İLK DERECE MAHKEMESİ KARARI: İlk derece mahkemesi, davalının da borçlu olarak yer aldığı İstanbul Anadolu …. İcra Müdürlüğünün … esas sayılı icra takip dosyasında davacı/borçlunun hakkındaki icra takibine kısmi olarak itiraz ettiği, bu hususun davacı vekilinin cevaba cevap dilekçesinde ve davalı vekilinin cevap dilekçelerinde belirtildiği, aynı takipte borçlu olarak yer alan dava dışı …A.Ş.nin de takibe itiraz ettiği, davalı vekilinin söz konusu icra takip dosyasında borçlu dava dışı …. Ve Tic. A.Ş.nin itirazının iptali için dava açtığı, diğer takip borçlusu davacı için itirazın iptali davası açmadığı, davacı yönünden takibin durduğu,davacının menfi tespit davasını açmakta hukuki yararının bulunmadığı gerekçesi ile davanın HMK m. 114/1-h ve HMK m.115/2 uyarınca davanın usulden reddine karar vermiştir.
İSTİNAF SEBEPLERİ: Davacı vekili, davanın usulden reddinin hatalı olduğunu, zira müvekkilinin İstanbul Anadolu … İcra Dairesinin … E dosyasında icra takibine kısmi itiraz ettiğini ancak müvekkilinin takibe kısmen itiraz ettiği sırada 04.03.2016 tarihinde zarara uğratıldığını bilmediğini menfi tespit davasının konusunun itiraz edilmeyerek kesinleşen 123.000-TL lik kısma ilişkin olduğunu, davalının dava dışı borçlu şirketin mallarını zamanında haciz ettirmeyerek malların kaçırılmasına bu nedenle müvekkili kefilin zararına hareket edilmesinden kaynaklandığını ve TBK 592. maddesine göre açılan dava olduğunu menfi tespit davası açılmasında hukuki yararın bulunduğunu belirterek ilk derece mahkemesi kararının kaldırılmasına karar verilmesini talep etmiştir.

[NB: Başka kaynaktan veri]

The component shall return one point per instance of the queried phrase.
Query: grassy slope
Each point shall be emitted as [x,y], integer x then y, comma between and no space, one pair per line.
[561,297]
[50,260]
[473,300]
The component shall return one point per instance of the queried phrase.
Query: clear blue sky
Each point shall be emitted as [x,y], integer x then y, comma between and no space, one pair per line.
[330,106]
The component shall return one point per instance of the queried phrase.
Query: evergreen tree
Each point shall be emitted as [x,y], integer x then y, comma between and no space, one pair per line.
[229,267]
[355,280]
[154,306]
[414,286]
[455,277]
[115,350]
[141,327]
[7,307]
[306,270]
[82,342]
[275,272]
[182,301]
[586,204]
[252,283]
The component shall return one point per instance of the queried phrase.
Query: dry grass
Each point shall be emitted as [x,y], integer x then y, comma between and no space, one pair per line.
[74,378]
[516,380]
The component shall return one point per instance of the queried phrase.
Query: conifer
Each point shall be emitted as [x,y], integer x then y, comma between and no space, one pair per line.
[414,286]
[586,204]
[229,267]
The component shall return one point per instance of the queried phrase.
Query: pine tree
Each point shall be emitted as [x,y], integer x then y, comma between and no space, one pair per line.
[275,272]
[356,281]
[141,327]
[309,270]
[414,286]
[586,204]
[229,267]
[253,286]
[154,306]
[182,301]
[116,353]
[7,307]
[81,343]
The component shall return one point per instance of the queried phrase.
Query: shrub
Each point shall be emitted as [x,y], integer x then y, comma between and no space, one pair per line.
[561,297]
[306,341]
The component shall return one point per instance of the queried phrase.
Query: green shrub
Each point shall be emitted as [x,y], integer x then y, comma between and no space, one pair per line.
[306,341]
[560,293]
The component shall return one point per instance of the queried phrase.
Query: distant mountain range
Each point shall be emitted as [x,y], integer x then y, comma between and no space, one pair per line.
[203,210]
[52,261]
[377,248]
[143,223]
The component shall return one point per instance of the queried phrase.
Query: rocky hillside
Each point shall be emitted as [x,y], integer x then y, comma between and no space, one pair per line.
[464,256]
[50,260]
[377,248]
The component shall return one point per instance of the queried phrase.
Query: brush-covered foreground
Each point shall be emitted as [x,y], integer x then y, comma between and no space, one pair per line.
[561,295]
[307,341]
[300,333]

GEREKÇE:Davacının talebi icra takibinde keşinleşen borçtan dolayı TBK nun 592.maddesi uyarınca borçlu bulunmadığının tesbitine yöneliktir. TBK 592/1 maddesinde “alacaklı kefalet sırasında var olan veya daha sonra asıl borçludan alacağın özel güvencesi olmak üzere elde ettiği rehin haklarını ,güvenceyi ve rüçhan haklarını kefilin zararına olarak azaltırsa ,zararın daha az olduğu alacaklı tarafından ispat edilmedikçe ,kefilin sorumluluğu da buna uygun düşen bir miktar azalır.Kefilin fazladan ödediği miktarın geri verilmesini isteme hakkının saklı olduğu ” Yine TBK 592/son fıkrada ; alacaklı haklı bir sebeb olmaksızın yükümlülüklerini yerine getirmez ,ağır kusuruyla mevcut belgeleri veya rehinleri yada sorumlu olduğu diğer güvenceleri elinden çıkarırsa kefil borcundan kurtulur .Bu durumda kefil ödediğinin geri verilmesini ve varsa ek zararın giderilmesini isteyebileceği “düzenlenmiştir.
Davacı aleyhinde davalı tarafından kesinleşmiş bir takip bulunduğu ,davalı alacaklı bankanın kendisine temlik edilen senetlerin borçlularının usulen takip edilmemek suretiyle zarara uğratıldığı ,bu senetlerin bedeli kadar kesinleşen takipde borçlu bulunmadığının tesbiti talep edilmektedir. Menfi tesbit davası kesinleşmiş takibe karşı açılacağından ,takibe itiraz etmeyen borçlunun menfi tesbit davası açamayacağına dair gerekçe yerinde olmamıştır.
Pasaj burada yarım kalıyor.